Gıda katkı maddeleri, üzerinde barındırdığı sağlık endişelerinin yanında, tüketicilerin inançları ve bireysel tercihleri bakımından da ilgi çekmektedir. Tüketicilerin bu hassasiyetine yönelik çalışmalar yürüten gıda sertifikasyonu kurumları, gıda katkı maddeleri konusunda fen, sağlık ve İslam Hukuku uzmanlarının görüşlerine ihtiyaç duymaktadırlar.

Kongre sunularından ortaya çıkan sonuçları aşağıdaki gibi sıralayabiliriz:

Yediğimiz-içtiğimiz gıdalar bizim fiziksel yapımıza tesir ettiği gibi, manevi yapımızı da etkilemektedir. Dolayısıyla helal gıdalarla beslenmek isteyen Müslüman tüketici yapacağı alışverişte aldığı gıdalara dikkat etmeli, şüphelendiği bir konu varsa bunu sormalıdır.

Bir katkı maddesinin tabiatını veya kökenini öğrenmek için en iyi yol, üreticiye sormaktır. Etiket üzerindeki anlaşılmayan noktalar böylece öğrenilmiş olur.

Ambalajın üzerindeki içindekiler listesi dikkatli okunmalıdır. Özellikle ufak yazılara dikkat edilmelidir.

Şüpheli gıda katkı maddelerini üretici firmaya sormalıyız.

Restoran, lokanta, büfe, uçakta, işyeri kantininde ve fırın gibi yerlerden ambalajsız olarak satılan yemek ve tatlı çeşitlerinin içinde ne olduğunu özellikle hayvansal bir gıda veya hayvansal katkı maddeleri ve alkol içerip içermediği sorulmalıdır. Eğer bu yerlerde helal yemek yoksa gelecekte dikkate almalarını rica etmeliyiz.

Yemekte kullanılan et ve katkı maddelerinin İslâmi usulle kesimden sağlanıp sağlanmadığı ve domuz ürünleri ve alkolden arınmış olup olmadığı bilinmediğinde yani açıkça emin olmadığımız ve şüphelendiğimiz gıdaları yemekten kaçınmalıyız.

Çocukların gittiği yuvalarda ve okullarında neler yendiğini öğretmenleriyle konuşup öğrenmeliyiz ve yetkilileri helal-haram ve çocukların neler yiyebileceği konularında bilgilendirmeliyiz.

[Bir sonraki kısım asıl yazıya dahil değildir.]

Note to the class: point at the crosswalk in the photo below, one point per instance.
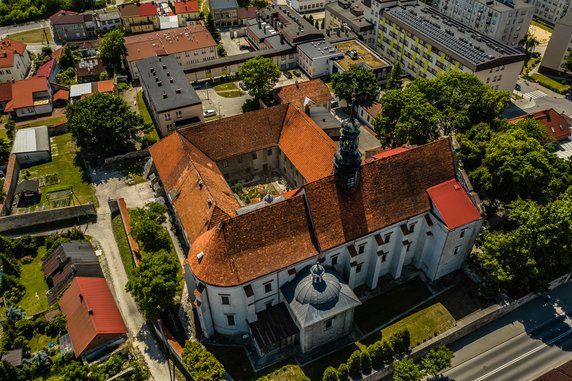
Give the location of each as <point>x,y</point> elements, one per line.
<point>534,95</point>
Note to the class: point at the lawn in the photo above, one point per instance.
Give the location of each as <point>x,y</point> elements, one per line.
<point>36,36</point>
<point>64,173</point>
<point>121,238</point>
<point>381,309</point>
<point>146,116</point>
<point>32,277</point>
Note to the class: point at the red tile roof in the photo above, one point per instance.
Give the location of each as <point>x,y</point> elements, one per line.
<point>187,7</point>
<point>91,311</point>
<point>8,48</point>
<point>169,41</point>
<point>315,89</point>
<point>23,92</point>
<point>391,190</point>
<point>453,204</point>
<point>46,69</point>
<point>390,152</point>
<point>555,123</point>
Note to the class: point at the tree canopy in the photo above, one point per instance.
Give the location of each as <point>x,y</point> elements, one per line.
<point>111,46</point>
<point>202,364</point>
<point>259,75</point>
<point>104,123</point>
<point>356,80</point>
<point>155,283</point>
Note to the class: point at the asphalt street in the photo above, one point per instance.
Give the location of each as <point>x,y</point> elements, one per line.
<point>520,346</point>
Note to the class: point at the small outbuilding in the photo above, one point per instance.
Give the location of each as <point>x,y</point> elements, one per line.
<point>32,146</point>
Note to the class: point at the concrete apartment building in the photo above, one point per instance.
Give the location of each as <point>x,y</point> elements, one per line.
<point>14,60</point>
<point>70,26</point>
<point>504,22</point>
<point>558,46</point>
<point>349,14</point>
<point>172,101</point>
<point>189,45</point>
<point>139,18</point>
<point>427,42</point>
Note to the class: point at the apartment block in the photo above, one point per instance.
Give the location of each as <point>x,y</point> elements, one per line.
<point>427,42</point>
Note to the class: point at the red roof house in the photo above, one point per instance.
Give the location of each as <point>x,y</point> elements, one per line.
<point>93,318</point>
<point>555,123</point>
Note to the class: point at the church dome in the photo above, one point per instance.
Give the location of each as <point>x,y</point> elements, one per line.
<point>319,288</point>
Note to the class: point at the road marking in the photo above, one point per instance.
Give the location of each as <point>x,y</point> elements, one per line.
<point>523,356</point>
<point>534,94</point>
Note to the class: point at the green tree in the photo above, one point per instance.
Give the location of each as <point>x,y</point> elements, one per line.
<point>394,82</point>
<point>155,283</point>
<point>259,75</point>
<point>406,370</point>
<point>330,374</point>
<point>436,360</point>
<point>104,123</point>
<point>356,81</point>
<point>211,27</point>
<point>202,364</point>
<point>111,46</point>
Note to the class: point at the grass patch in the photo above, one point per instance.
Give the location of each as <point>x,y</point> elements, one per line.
<point>33,279</point>
<point>36,36</point>
<point>542,24</point>
<point>424,324</point>
<point>388,305</point>
<point>122,244</point>
<point>146,116</point>
<point>550,83</point>
<point>66,163</point>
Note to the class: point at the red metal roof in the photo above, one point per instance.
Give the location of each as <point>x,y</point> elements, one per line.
<point>389,153</point>
<point>91,311</point>
<point>453,203</point>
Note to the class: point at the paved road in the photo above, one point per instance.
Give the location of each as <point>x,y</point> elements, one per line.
<point>108,185</point>
<point>521,346</point>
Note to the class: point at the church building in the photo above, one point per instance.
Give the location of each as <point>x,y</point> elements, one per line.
<point>283,224</point>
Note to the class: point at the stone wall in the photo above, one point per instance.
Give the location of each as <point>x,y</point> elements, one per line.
<point>49,216</point>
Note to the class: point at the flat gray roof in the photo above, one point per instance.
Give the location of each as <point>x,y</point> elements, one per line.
<point>33,139</point>
<point>464,44</point>
<point>165,82</point>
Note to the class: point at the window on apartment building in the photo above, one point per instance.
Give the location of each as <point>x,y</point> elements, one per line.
<point>335,259</point>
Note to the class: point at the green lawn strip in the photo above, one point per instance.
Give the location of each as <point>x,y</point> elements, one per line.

“Gıdalarda domuz yağı ve domuzdan elde edilen hiçbir katkı maddesi yoktur” ifade etikete konmuş olabilir. Fakat kesimi İslamî usule göre yapılmamış hayvanlardan elde edilmiş katkı maddesi var mı yok mu, bunu da öğrenmek gerekir.

Kosher (Koşer: Yahudi dinine göre helal) damgalı ürünler (bizim açımızdan) helal anlamına gelmemektedir. Bu tip ürünler her zaman garantili olmadığından, dikkat etmeliyiz.

Müslüman gıda tüketicisi, bilinçli olmalı ve hakkını aramalıdır.”

Yüce Allah, yediklerimizi, içtiklerimizi, kazandıklarımızı iyi ve temiz olanlardan seçebilme yetenek ve azmini bizlere nasib eylesin.